PADANG PARIAMAN, Minggu, 29 Maret 2026 16.45 WIB — Event Pacu Kudo 2026 di Gelanggang Pacuan Kuda Duku Banyak, Kecamatan VII Koto, Padang Pariaman, berlangsung pada 28–29 Maret 2026 dan dinilai menjadi penggerak wisata daerah sekaligus membuka peluang belanja bagi pelaku UMKM lokal.
Gubernur Sumatera Barat Mahyeldi menyebut pacu kuda di Padang Pariaman dapat menjadi pilihan wisata bagi pengunjung selama musim Lebaran. Menurut dia, kegiatan olahraga yang ramai penonton berpeluang mengangkat perekonomian warga, terutama setelah Sumbar menghadapi tekanan ekonomi akibat pemotongan transfer daerah dan dampak bencana hidrometeorologi beberapa waktu lalu.
Data penyelenggaraan menunjukkan sedikitnya 76 kuda pacuan dari berbagai daerah di Sumatera Barat ikut dalam Pacu Kudo 2026. Jumlah itu lebih banyak dibanding tahun sebelumnya yang tercatat 65 kuda pacu, menurut keterangan Bupati Padang Pariaman John Kenedy Azis.
Gubernur Sumbar Mahyeldi mengatakan, “Ini menjadi bagian kegiatan wisata di Sumatera Barat, bisa menjadi pilihan pariwisata untuk wisatawan.” Dalam laporan media lokal, Mahyeldi juga menilai event ini memberi dampak ekonomi yang signifikan bagi masyarakat, khususnya pelaku UMKM dan sektor pariwisata.

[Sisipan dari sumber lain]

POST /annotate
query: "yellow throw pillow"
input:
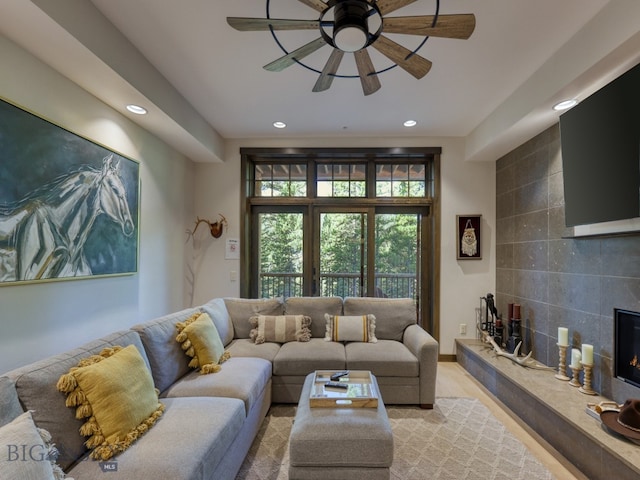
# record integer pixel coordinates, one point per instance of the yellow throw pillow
(114, 391)
(201, 341)
(350, 328)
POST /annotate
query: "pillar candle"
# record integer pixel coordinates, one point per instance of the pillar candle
(516, 311)
(587, 354)
(576, 357)
(563, 336)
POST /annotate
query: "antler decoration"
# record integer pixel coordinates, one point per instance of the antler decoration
(524, 361)
(215, 228)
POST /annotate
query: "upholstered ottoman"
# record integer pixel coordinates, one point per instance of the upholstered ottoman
(339, 443)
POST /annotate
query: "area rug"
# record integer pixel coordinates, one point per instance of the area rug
(459, 439)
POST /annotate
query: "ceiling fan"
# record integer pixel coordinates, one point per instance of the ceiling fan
(351, 26)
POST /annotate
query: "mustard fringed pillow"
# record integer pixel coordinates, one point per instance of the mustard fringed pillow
(350, 328)
(200, 341)
(114, 391)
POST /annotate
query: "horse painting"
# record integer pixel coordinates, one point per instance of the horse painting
(43, 235)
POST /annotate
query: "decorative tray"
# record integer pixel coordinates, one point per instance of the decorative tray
(361, 391)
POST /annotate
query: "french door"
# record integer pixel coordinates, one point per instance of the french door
(342, 251)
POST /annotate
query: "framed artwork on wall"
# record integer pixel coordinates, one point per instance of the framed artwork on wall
(69, 207)
(468, 237)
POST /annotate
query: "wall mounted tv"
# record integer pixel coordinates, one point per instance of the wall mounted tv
(600, 140)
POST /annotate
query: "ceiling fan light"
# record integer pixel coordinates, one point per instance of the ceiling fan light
(350, 39)
(351, 31)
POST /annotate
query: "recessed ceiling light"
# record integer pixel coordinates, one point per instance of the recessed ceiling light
(565, 104)
(137, 109)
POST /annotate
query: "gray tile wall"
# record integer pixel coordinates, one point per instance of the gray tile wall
(559, 281)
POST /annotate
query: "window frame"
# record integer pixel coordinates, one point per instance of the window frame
(430, 156)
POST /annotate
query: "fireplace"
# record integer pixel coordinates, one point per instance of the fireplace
(626, 355)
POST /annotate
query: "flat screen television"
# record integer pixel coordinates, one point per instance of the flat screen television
(600, 142)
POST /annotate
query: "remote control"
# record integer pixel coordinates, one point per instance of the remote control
(342, 386)
(337, 375)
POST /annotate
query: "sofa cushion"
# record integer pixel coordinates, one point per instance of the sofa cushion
(168, 361)
(386, 358)
(217, 310)
(242, 309)
(36, 387)
(393, 315)
(244, 347)
(296, 358)
(9, 404)
(188, 443)
(356, 328)
(280, 328)
(316, 308)
(114, 392)
(25, 453)
(200, 340)
(241, 378)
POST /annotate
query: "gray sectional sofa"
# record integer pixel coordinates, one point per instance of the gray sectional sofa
(210, 421)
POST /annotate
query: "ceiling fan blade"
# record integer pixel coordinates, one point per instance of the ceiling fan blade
(448, 26)
(318, 5)
(411, 62)
(368, 77)
(388, 6)
(298, 54)
(258, 24)
(326, 77)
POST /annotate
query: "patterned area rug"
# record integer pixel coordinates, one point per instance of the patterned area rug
(458, 439)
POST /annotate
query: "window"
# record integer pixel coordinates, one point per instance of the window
(344, 222)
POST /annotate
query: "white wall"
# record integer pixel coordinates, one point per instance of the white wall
(41, 319)
(467, 188)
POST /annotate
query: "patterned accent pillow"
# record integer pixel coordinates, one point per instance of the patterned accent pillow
(200, 341)
(280, 328)
(351, 328)
(114, 392)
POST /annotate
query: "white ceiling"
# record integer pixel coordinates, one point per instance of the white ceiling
(203, 81)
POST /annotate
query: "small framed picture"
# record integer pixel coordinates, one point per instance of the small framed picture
(469, 238)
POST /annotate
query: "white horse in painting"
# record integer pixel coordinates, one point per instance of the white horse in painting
(43, 235)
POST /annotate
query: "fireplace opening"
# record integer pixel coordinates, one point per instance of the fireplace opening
(627, 346)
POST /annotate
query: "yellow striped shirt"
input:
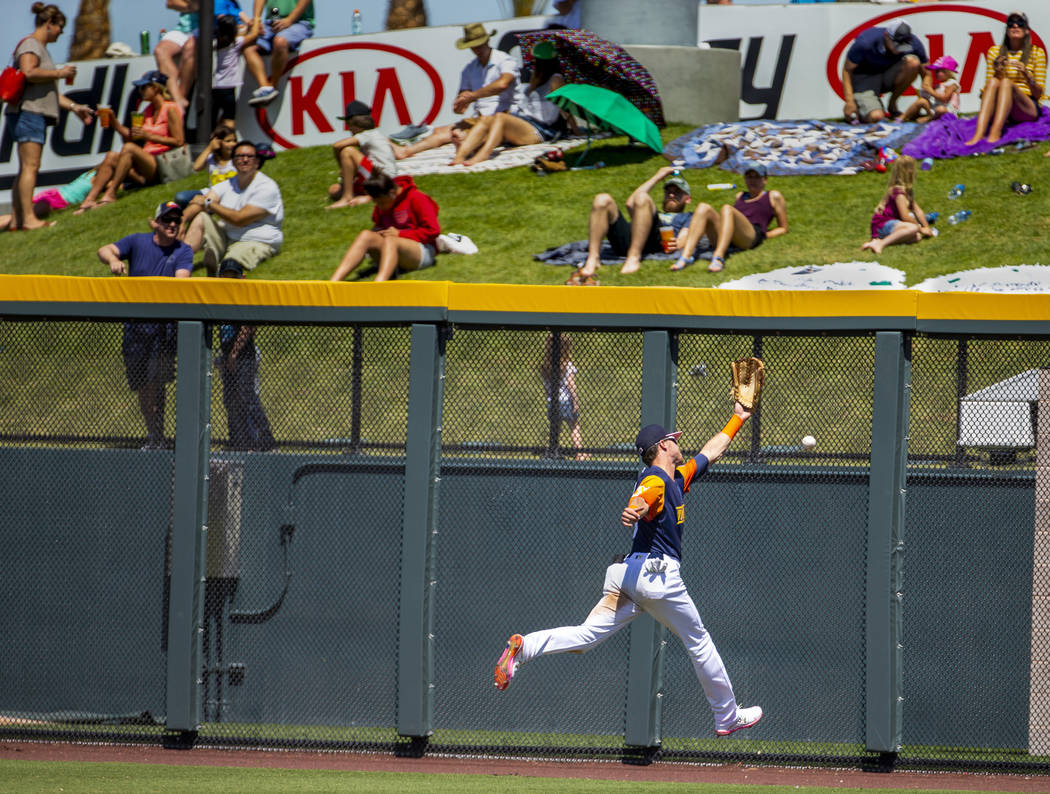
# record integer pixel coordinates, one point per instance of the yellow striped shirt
(1036, 64)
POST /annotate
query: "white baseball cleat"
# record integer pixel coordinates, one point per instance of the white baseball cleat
(744, 718)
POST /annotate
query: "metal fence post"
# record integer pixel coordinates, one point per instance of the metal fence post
(190, 499)
(419, 524)
(885, 542)
(646, 664)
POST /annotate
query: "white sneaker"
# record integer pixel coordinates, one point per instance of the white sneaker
(263, 96)
(744, 718)
(456, 244)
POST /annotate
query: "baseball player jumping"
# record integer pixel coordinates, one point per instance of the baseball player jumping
(648, 579)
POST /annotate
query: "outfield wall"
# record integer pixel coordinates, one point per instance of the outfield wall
(354, 586)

Bagi warga Padang Pariaman, dampak langsung paling terasa datang dari pergerakan penonton, perantau, dan transaksi di sekitar arena. Media lokal melaporkan event itu digelar dua hari di Nagari Balah Aia dan dirancang untuk menarik wisatawan serta memutar belanja masyarakat saat momen libur Lebaran.
Selain sisi ekonomi, Pacu Kudo juga diposisikan sebagai ruang pelestarian tradisi Minangkabau. Bupati John Kenedy Azis menyatakan komitmennya menjadikan agenda itu sebagai kegiatan tahunan untuk menguatkan pariwisata dan budaya daerah.
Langkah berikutnya bagi pemerintah daerah adalah menjaga konsistensi kalender acara, kesiapan fasilitas penonton, serta ruang usaha bagi pedagang kecil agar manfaat ekonomi tidak berhenti pada musim libur ini saja. Bagi pengunjung, agenda serupa berpotensi menjadi titik temu wisata budaya dan belanja lokal di Padang Pariaman.